Risk of bias and assessment of subgroup analyses’ credibility.
We will use two different validated assessment tools to appraise the study design’s quality and the subgroup analyses’ trustworthiness of each study. A poorly conducted trial invalidates such trial’s results; therefore, we will assess each study design through the Cochrane Risk-of-Bias tool for randomized trials version 2 (RoB 2) [30]. This instrument will evaluate pertinent study qualities such as participants’ selection, randomization, concealment, and allocation. Next, we will use the ICEMAN checklists to evaluate each study subgroup analyses’ credibility. The ICEMAN has five-core questions for RCTs. Each core question has four response options that ranged from “probably reduced credibility” to “probably increased credibility. Reviewers (AA and SB) will independently use these checklists to grade each study’s quality and credibility of reported subgroup analyses for these studies. LT, MDH, and TTS will adjudicate any disagreement between the two reviewers. Based on RoB 2, we will classify each study ranging from low to high quality. AA and SB will use the ICEMAN checklists to assess each subgroup analysis credibility through the four-rating score, i.e., from very low credibility to high credibility.
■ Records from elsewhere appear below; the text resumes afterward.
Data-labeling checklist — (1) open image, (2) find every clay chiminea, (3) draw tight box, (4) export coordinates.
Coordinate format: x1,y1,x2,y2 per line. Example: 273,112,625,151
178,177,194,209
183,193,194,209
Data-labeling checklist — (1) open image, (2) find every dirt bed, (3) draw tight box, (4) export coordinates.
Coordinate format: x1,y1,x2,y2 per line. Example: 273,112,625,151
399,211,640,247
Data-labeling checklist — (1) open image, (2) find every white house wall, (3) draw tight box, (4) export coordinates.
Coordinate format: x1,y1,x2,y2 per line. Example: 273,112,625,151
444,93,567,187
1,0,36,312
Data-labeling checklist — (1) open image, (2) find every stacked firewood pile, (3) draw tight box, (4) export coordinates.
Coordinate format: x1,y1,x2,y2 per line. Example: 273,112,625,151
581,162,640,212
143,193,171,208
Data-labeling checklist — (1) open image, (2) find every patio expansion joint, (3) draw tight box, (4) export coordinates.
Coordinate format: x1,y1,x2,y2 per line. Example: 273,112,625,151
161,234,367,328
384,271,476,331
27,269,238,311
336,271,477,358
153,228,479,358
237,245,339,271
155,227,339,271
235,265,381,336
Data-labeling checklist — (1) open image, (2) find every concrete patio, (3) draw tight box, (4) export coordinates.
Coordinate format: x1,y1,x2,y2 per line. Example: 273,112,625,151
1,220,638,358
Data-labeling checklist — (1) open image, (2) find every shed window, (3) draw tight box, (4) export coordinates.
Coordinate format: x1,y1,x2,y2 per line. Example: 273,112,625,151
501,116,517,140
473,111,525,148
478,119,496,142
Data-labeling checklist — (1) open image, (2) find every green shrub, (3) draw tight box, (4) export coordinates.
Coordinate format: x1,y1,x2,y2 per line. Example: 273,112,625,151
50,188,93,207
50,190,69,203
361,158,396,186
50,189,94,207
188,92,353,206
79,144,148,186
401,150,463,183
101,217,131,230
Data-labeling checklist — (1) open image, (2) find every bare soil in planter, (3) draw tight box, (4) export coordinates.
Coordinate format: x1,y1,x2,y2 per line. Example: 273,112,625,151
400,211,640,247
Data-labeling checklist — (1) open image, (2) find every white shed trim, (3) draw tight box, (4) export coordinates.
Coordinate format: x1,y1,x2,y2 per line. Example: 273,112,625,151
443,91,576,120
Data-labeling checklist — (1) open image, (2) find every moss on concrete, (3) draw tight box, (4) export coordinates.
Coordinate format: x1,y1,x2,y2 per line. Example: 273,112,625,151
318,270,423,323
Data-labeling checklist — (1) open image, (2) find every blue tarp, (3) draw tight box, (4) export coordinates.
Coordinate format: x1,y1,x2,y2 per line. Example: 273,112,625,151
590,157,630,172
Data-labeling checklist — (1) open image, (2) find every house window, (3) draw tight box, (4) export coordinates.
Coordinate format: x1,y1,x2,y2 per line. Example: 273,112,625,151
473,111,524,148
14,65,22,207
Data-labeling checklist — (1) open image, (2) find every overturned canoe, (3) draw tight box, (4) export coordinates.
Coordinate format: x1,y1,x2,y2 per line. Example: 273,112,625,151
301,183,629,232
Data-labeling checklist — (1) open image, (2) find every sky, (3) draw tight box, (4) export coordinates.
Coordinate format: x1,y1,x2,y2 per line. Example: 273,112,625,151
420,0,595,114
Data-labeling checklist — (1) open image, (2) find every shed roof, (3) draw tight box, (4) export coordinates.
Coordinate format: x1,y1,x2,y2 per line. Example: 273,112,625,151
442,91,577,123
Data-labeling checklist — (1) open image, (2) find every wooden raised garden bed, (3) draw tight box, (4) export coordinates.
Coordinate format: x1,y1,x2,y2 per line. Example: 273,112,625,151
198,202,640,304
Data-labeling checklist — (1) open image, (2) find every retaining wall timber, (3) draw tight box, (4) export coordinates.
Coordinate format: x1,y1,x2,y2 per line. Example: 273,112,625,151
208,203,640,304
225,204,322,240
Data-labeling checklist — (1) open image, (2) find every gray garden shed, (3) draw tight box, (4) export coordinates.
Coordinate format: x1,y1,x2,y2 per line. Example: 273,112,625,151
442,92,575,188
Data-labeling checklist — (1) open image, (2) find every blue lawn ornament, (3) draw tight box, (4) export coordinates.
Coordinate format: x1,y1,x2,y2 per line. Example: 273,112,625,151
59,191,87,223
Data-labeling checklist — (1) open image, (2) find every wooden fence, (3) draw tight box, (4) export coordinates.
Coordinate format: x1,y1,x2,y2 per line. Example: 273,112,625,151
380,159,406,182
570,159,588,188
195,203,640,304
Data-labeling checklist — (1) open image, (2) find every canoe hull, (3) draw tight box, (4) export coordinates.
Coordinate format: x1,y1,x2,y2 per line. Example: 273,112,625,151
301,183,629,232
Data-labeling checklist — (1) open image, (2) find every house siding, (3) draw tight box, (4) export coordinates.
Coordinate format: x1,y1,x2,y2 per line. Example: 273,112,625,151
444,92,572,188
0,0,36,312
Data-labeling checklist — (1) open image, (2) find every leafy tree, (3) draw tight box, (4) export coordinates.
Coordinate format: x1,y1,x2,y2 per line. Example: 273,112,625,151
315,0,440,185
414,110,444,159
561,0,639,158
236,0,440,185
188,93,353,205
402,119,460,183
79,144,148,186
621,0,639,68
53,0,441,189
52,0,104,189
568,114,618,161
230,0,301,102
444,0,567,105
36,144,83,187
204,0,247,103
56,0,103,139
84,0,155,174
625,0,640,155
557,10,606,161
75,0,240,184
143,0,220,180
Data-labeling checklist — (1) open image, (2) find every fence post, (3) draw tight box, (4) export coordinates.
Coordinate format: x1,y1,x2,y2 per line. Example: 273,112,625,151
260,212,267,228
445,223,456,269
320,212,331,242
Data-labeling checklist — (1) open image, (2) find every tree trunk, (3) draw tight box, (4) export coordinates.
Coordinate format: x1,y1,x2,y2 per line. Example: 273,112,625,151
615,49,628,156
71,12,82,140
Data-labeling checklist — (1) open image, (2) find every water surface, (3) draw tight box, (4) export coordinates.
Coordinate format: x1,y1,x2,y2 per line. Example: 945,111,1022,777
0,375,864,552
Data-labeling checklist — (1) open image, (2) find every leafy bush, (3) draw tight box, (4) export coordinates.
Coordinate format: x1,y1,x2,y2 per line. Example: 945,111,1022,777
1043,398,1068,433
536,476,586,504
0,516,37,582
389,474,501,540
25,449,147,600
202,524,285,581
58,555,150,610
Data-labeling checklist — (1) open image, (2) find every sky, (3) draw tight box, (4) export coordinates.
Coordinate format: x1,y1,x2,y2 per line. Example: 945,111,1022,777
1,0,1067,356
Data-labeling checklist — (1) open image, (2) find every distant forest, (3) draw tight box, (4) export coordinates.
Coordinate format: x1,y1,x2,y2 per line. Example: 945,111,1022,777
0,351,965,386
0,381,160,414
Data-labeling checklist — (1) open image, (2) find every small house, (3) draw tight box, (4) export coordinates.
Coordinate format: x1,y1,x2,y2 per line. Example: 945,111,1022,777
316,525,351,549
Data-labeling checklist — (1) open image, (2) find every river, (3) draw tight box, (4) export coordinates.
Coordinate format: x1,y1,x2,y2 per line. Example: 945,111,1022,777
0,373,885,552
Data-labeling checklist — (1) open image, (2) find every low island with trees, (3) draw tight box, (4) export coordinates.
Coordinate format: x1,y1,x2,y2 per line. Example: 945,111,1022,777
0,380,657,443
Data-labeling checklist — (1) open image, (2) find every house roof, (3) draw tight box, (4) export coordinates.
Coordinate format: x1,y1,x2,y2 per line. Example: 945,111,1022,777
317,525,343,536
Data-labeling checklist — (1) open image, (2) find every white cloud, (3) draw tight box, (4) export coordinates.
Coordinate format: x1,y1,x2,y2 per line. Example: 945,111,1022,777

Data analysis (include analysis based on ICEMAN)
Descriptive analysis of all the extracted data from all the included studies will be conducted. We will analyze the extracted data using both ordinal, binary and cluster analysis. These results will be stratified by the reported studies’ credibility, type of intervention, whether the subgroup analysis result is significant, population group (acute versus non-acute stroke), and publication journal. Mixed-effect regression will be used to evaluate the impact of study characteristics (publication journal, sample size, type of analysis, type of endpoint [primary or secondary], disease population, intervention, and risk of bias) on the credibility of subgroup analysis reported in the studies. Trend analysis of the reporting will be performed to appraise any improvement in the quality of reporting over the last few years. Lastly, we will analyze the impact of publication journals on the reporting quality trials’ results [31, 32].